ECLI:NL:RBDHA:2022:14776
Rechtbank Den Haag
- Eerste aanleg - enkelvoudig
- Rechtspraak.nl
Afwijzing van verzoek om bestuurlijke dwangsom in asielprocedure
In deze zaak heeft de Rechtbank Den Haag, zittingsplaats Utrecht, op 21 september 2022 uitspraak gedaan in de zaken NL22.12680 en NL22.12685. Eisers, vertegenwoordigd door mr. K. Ross, hebben beroep ingesteld tegen besluiten van de Staatssecretaris van Justitie en Veiligheid, die hen op 23 juni 2022 een verblijfsvergunning asiel voor bepaalde tijd heeft verleend. De vergunningen zijn verleend met ingang van 25 oktober 2021 en zijn geldig tot 25 oktober 2026. Eisers stelden dat zij recht hebben op een bestuurlijke dwangsom, omdat verweerder deze ten onrechte niet heeft vastgesteld. De rechtbank heeft partijen gevraagd of zij een zitting nodig achten, maar beide partijen stemden in met een afdoening zonder zitting. De rechtbank heeft het onderzoek gesloten en de zaak niet op een zitting behandeld.

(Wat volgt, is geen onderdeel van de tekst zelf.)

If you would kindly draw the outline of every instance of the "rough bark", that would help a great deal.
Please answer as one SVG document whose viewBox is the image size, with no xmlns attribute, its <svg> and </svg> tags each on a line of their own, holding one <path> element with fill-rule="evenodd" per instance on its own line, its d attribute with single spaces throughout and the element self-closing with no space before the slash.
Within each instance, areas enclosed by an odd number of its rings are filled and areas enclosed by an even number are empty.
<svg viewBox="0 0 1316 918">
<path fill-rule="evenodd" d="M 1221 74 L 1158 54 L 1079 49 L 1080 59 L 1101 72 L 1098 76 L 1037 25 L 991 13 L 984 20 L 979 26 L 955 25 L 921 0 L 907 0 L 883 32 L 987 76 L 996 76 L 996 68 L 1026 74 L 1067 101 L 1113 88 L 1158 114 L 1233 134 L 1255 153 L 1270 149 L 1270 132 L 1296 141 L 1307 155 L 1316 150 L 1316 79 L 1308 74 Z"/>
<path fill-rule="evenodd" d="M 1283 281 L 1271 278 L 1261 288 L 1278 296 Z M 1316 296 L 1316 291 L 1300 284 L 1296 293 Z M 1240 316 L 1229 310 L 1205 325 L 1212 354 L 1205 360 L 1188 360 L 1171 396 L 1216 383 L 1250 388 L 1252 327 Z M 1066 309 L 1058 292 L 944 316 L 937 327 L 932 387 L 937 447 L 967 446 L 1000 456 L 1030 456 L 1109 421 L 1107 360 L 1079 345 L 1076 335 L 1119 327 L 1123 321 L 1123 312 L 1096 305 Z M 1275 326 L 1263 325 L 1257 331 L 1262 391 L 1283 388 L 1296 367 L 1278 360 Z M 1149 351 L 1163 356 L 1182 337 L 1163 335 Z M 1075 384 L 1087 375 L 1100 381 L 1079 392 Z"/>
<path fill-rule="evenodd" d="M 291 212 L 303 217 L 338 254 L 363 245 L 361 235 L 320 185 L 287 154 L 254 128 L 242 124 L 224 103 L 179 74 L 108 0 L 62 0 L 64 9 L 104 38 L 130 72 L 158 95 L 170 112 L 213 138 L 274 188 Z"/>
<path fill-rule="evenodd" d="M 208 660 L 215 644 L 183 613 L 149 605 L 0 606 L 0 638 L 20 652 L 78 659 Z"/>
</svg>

De rechtbank overweegt dat op grond van de Tijdelijke wet opschorting dwangsommen IND, die sinds 11 juli 2021 van kracht is, de artikelen 4.17 tot en met 4.19 van de Algemene wet bestuursrecht (Awb) niet van toepassing zijn op besluiten betreffende asielaanvragen. De rechtbank verwijst naar eerdere uitspraken die bevestigen dat het afschaffen van de bestuurlijke dwangsom geen strijd oplevert met het Unierechtelijke gelijkwaardigheidsbeginsel en het doeltreffendheidsbeginsel. De rechtbank concludeert dat er geen aanleiding is om te oordelen dat verweerder een bestuurlijke dwangsom heeft verbeurd. De beroepen van eisers worden ongegrond verklaard, en er is geen aanleiding voor een proceskostenveroordeling. De uitspraak is openbaar gemaakt op 21 september 2022.